I’ve been ‘out’ as a feminist for at least the last 4 years, although I’d held feminist values for a lot longer than that. For me, being a feminist has become one of the most important aspects of my identity. I’ve actively involved myself in student feminism and most people know me as ‘that feminist girl’. I like that, for the most part. Feminism is incredibly important to me. Without sounding too much like I’m giving myself a pat on the back, talking about and learning about women’s liberation and equality is something I spend a lot of my time doing. That’s the thing about being a feminist. It’s not a hobby or a part-time thing. It is a 24/7 commitment to constantly reconsidering the way you’ve been taught to think about things. It is constantly learning and relearning because it is a movement that is incredibly multi-faceted and constantly changing. It is being called out and eating humble pie, a lot, and not complaining about that because that’s how you learn how to be a better feminist. It is realising that your favourite TV show is really problematic or that the song you can’t stop humming degrades women and the lyrics actually make you incredibly uncomfortable.

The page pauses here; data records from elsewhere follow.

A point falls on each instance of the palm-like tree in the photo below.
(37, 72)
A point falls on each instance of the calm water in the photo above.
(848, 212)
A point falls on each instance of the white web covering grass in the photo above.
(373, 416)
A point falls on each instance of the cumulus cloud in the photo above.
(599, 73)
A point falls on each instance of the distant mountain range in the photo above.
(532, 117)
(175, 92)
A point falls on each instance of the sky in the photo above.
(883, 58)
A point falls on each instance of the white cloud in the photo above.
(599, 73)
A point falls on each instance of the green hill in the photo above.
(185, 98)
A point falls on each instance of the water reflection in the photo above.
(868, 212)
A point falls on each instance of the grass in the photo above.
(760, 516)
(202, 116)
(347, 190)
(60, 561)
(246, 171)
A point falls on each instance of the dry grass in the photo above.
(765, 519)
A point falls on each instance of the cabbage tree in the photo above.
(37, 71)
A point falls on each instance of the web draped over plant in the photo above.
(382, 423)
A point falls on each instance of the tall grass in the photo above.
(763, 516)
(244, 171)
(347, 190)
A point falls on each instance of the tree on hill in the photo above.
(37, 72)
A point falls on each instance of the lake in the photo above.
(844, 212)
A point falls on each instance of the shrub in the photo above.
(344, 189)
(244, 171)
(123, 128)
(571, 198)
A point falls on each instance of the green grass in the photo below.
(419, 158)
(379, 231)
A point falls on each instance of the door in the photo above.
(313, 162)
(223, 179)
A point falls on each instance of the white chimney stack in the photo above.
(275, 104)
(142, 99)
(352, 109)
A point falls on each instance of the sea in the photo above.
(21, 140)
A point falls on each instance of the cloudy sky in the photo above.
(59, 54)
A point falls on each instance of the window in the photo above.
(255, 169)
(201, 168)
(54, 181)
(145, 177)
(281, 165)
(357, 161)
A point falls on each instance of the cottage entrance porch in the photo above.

Being a feminist is also dealing with people’s reactions to your beliefs. You find yourself having a lot of the same conversations with people, constantly clearing up the same misconceptions about feminism, and answering the same questions over and over again. A lot of the time, the people who ask these questions mean well and want to learn about feminism, they just don’t necessarily know any better and may not have much experience of feminist rhetoric. We all start out somewhere and asking these questions is another part of becoming a better feminist. That isn’t to say it doesn’t become frustrating. Sometimes the people posing these same tired questions do not care whether you answer or not. Sometimes they just want to tell you they disagree with you and don’t care about your rebuttal. A common example is the conversation I have had with people more times than you’ve had hot dinners: Isn’t feminism all about hating men and women becoming more powerful than men? Sigh. No. No, it simply is not.
In the end, you form your own standard go-to answers. The questions become so frequent, you memorise it like a script. And then there are other times, when you just don’t want to answer at all. Because you are tired and you’ve been asked this a million times before and the person doesn’t really care about the answer anyway, and that’s okay. It is no one’s obligation to educate anyone about feminism if they don’t want to. In involving yourself in the equality movement, you did not also sign up to be a teacher and life coach after all.
Generally it’s fairly easy to take it all in your stride. It’s part of talking about your politics. You can’t please everyone or expect everyone to agree with you all the time. Sometimes, however, it can all get a bit much. The questions wear you down, people’s ignorance and rude comments don’t slide off your back like they usually would, and sometimes it all just seems a bit futile. I like to refer to this feeling as feminist fatigue and I am no stranger to it. There have been several occasions recently when, personally, the fight for equality and the backlash I received about my beliefs left me exhausted and demoralised. I found myself wishing I could just forget about everything and curl up in bed and watch a lot of crappy TV and avoid everything.
Of course, it’s not that easy. Turning off the part of my brain that’s wondering whether this romcom would pass the Bechdel test (probably not) or why it isn’t socially acceptable to eat my body weight in Doritos doesn’t work like flipping a switch. As I said before, being a feminist is a 24/7 thing and you can’t just opt out and choose to ignore the inequality everywhere because you’re a bit tired. Being a feminist is bigger than me and it doesn’t matter if I’ve had a hard week and a few people I don’t even know said nasty things about me. Deciding to give up because of those things is ultimately just me being selfish and making everything all about me, when really it’s about doing the right thing, whether it’s difficult or not. So while feminist fatigue sucks, so do inequality and oppression and prejudice and my bad day kind of pales in comparison to those things.
Ultimately, being a feminist can be tough. People will disagree and sometimes it will sting and things will be difficult. No one said it was an easy fight, but it is a fight worth fighting. So when feminist fatigue hits, and it will and that’s okay, the best thing to do is to take a step back and a deep breath and reassess for a moment. Pick your battles. I want to make the world a better place in whatever way I can, but I also know that some things are just not worth the battle and will leave me worn down and discouraged. Surround yourself with positive people who’ll pick you up and remind you that not everyone is against you. And remember that while everyone is allowed bad days, not everything is always about you and that’s okay too.